Postado Junho 22, 2017

Belgian Interior Minister Jan Jambon told public radio earlier on Wednesday investigators knew the identity of the man, who was shot dead by soldiers guarding the station, but would not reveal it until a news conference.

The bag, which contained nails and gas bottles, exploded a second time more violently, he added.

Belgian authorities have carried out a host raids in the area over the past year. After retiring a bit, he returned in the middle of this group.

No one was killed or injured by the blast, described by authorities on Wednesday as a partial explosion detonated by the suspect near a group of underground passengers at 8:44 pm (1844 GMT). The man then shouted "Allahu akbar", Arabic for "God is great", before a soldier shot him dead, the magistrate said. "People just took off".

Prosecutors said the suspect was carrying a backpack before he was shot by one of the routine military patrols active in Brussels since the attacks more than a year ago.

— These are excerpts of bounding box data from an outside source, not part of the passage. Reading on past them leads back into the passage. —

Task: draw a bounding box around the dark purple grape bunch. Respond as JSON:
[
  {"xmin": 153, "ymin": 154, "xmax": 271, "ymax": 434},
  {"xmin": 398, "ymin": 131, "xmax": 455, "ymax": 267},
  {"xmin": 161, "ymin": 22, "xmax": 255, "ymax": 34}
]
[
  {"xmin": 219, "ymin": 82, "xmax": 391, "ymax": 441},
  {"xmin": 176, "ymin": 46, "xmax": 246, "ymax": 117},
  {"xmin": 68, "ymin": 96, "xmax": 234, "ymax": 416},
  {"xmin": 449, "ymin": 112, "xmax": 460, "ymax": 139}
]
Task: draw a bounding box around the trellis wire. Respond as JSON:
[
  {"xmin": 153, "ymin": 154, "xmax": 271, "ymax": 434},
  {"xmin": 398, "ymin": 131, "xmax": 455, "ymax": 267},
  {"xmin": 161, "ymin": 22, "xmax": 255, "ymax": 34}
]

The attacker "likely made the bomb" he had with him at the train station at home, police said, according to the AP.

The blast came a day after a man mowed down Muslims near a mosque in London, and a suspected Islamist on a terror watchlist rammed a auto laden with weapons into a police vehicle in Paris.

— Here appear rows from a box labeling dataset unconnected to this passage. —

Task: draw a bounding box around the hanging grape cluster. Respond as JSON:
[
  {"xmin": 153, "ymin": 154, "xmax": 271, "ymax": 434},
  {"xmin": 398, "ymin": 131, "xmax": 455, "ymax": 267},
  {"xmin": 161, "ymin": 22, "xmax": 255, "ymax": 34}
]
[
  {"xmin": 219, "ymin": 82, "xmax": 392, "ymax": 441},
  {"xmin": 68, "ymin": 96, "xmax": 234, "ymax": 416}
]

"The person who carried out this act has been identified as being O.Z. -we never give the full identity-born on the 12th of January 1981, of Moroccan nationality", said Belgian federal prosecutor Eric Van Der Sypt.

Van der Sypt said the man's home in the Molenbeek district of Brussels had been searched after the attack.

Following the meeting, he tweeted: "We will not let ourselves be intimidated by terrorism". "We will go on living our lives as normal". We have avoided an attack that could have been a great deal worse.

An AFP journalist reported that a controlled explosion was heard several hours after the attack.

Belgium's Crisis Centre, which monitors security threats in the country, said it did not see a need to raise the country's terror threat and kept it at the second-highest mark. The information could not be immediately confirmed.

Militants based in Brussels were linked to deadly attacks in and around Paris in November 2015, and bombings of an airport and subway station in Brussels in March past year. Associates of that group attacked Brussels itself four months later, killing 32 people.

The mayor of Moleenbeck, Françoise Schepmans, told reporters that the suspect, who was divorced and unemployed, featured in police files in relation to a drugs case previous year but that he had not previously been linked to any terrorist activity.

He had been linked to a drugs offence, but not for radicalism. He had not shown up on the radar but the police and the community continue their work.

Central station re-opened on Wednesday morning. Visitors and residents out enjoying a hot summer's evening on the ornate Renaissance town square, the Grand Place, close to Central Station were cleared quickly away by police.